COBRAR AS DÍVIDAS AO ESTADO PERMITIRIA REDUZIR O DÉFICE E NÃO CORTAR NA DESPESA PÚBLICA ESSENCIAL. Por EUGÉNIO ROSA – II

(conclusão)

SÓ ENTRE 2005 E 2011, OS IMPOSTOS QUE PRESCREVERAM POR FALTA DE CAPACIDADE DO ESTADO PARA OS COBRAR, ATINGIU 4.392 MILHÕES €, OU SEJA, QUASE TANTO COMO OS CORTES QUE O GOVERNO E “TROIKA” QUEREM AGORA FAZER

A provar também a incapacidade, ou a falta de interesse, do governo e da “troika” em tomar medidas que permitam cobrar atempadamente os valores em divida, estão os elevados montantes que todos os anos prescrevem, como mostra o quadro 1 construído com dados constantes do “Relatório de Combate à Evasão e Fraude Fiscais e Aduaneiros” de 2011…

Dívidas - III

Só em 7 anos, o Estado perdeu 4.392,9 milhões €, portanto quase tanto como aquilo que este governo e a “troika” pretendem ainda cortar na despesa pública, devido aos impostos que prescreveram determinado pela incapacidade em cobrar atempadamente impostos em divida. E atualmente os impostos em divida só prescrevem ao fim de oito anos.

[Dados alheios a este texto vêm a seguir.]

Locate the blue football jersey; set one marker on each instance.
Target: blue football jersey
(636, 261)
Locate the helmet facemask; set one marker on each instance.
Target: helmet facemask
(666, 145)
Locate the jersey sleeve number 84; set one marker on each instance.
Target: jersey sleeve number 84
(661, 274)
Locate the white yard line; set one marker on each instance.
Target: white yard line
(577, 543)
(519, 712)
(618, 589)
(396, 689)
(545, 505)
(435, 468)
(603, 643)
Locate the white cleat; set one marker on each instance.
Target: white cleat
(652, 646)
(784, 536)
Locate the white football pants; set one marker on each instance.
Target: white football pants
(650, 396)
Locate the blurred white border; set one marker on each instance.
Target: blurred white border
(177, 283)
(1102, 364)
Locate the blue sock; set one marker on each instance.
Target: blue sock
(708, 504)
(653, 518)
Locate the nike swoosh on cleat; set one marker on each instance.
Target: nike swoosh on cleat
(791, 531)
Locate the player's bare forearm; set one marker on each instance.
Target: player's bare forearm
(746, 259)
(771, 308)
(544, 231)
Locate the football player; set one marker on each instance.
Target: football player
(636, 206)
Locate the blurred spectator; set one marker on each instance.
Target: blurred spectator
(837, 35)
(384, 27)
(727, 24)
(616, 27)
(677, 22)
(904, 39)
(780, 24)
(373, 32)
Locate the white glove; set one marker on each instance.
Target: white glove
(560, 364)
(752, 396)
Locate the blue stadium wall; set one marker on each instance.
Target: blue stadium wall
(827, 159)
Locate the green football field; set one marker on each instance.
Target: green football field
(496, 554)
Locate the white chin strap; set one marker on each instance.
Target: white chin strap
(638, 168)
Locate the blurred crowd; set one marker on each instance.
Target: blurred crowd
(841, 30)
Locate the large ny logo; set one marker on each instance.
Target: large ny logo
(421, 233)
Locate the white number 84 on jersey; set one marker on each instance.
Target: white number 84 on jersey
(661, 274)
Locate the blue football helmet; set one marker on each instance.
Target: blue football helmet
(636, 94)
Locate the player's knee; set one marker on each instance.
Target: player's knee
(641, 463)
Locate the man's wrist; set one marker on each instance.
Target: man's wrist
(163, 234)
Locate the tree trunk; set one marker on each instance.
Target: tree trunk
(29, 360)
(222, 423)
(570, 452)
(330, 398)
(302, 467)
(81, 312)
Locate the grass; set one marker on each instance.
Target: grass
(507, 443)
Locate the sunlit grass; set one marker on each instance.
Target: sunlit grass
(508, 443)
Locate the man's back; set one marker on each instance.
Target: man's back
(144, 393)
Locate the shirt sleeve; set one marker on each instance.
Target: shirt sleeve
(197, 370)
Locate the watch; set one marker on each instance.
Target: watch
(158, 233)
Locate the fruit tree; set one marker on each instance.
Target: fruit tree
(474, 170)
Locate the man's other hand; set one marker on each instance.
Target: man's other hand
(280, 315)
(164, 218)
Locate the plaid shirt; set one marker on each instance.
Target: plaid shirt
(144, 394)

NO FIM DE 2012, AS DIVIDAS À SEGURANÇA SOCIAL JÁ ATINGIAM 9.778 MILHÕES €

Mas o aumento do incumprimento com este governo e com a “troika” não se limitou apenas aos impostos. Também está a suceder com a Segurança Social. Segundo a Conta Geral do Estado, a divida à Segurança Social no fim 2012 atingiu um valor gigantesco.

Dívidas - IV

No fim de 2012, as dividas à Segurança Social atingiram, segundo dados da Conta Geral do Estado de 2012, 9.779 milhões€, tendo aumentado, desde que o governo PSD/CDS e a “troika” entraram em funções, 2.508,5 milhões € (+34,5%). Uma parte desta divida são descontos nos salários dos trabalhadores que as entidades patronais não entregaram à Segurança Social. Apesar do seu elevado montante, e de ser também dinheiro dos trabalhadores, o governo constituiu uma provisão de 4.305 milhões € para anular/perdoar uma parte dessa divida, o que causará à Segurança Social a perca centenas de milhões € .

O GOVERNO E A “TROIKA” TÊM IMPOSTO MEDIDAS À ADMINISTRAÇÃO PÚBLICA MEDIDAS QUE PROVOCAM A SUA DEGRADAÇÃO IMPOSSIBILITANDO A COBRANÇA DAS DÍVIDAS

O ataque aos trabalhadores da Função Pública e aos seus direitos está a empurrar prema-turamente para a aposentação dezenas de milhares de trabalhadores, a que se segue agora a intenção declarada e já traduzida em leis de despedir milhares de trabalhadores, sendo muitos deles os com maior qualificação e experiência, o que provocará uma maior degradação da Administração Pública do que aquela que já se está a sentir nos serviços essenciais, como sejam a cobrança de impostos, a saúde, a educação, e a segurança social. Desta forma, PSD/CDS e “troika” ao destruírem o Estado são responsáveis pela incapacidade crescente da Administração Fiscal e da Segurança Social em cobrar uma parcela importante das suas receitas, agravando assim ainda mais a situação financeira do Estado, o que depois é utilizada para aumentar os impostos e cortar em despesas essenciais. A existência destas dividas gigantescas agrava ainda mais a injustiça fiscal e as desigualdades em Portugal É urgente por cobro a esta politica que está a destruir o Estado, a economia e a sociedade portuguesa.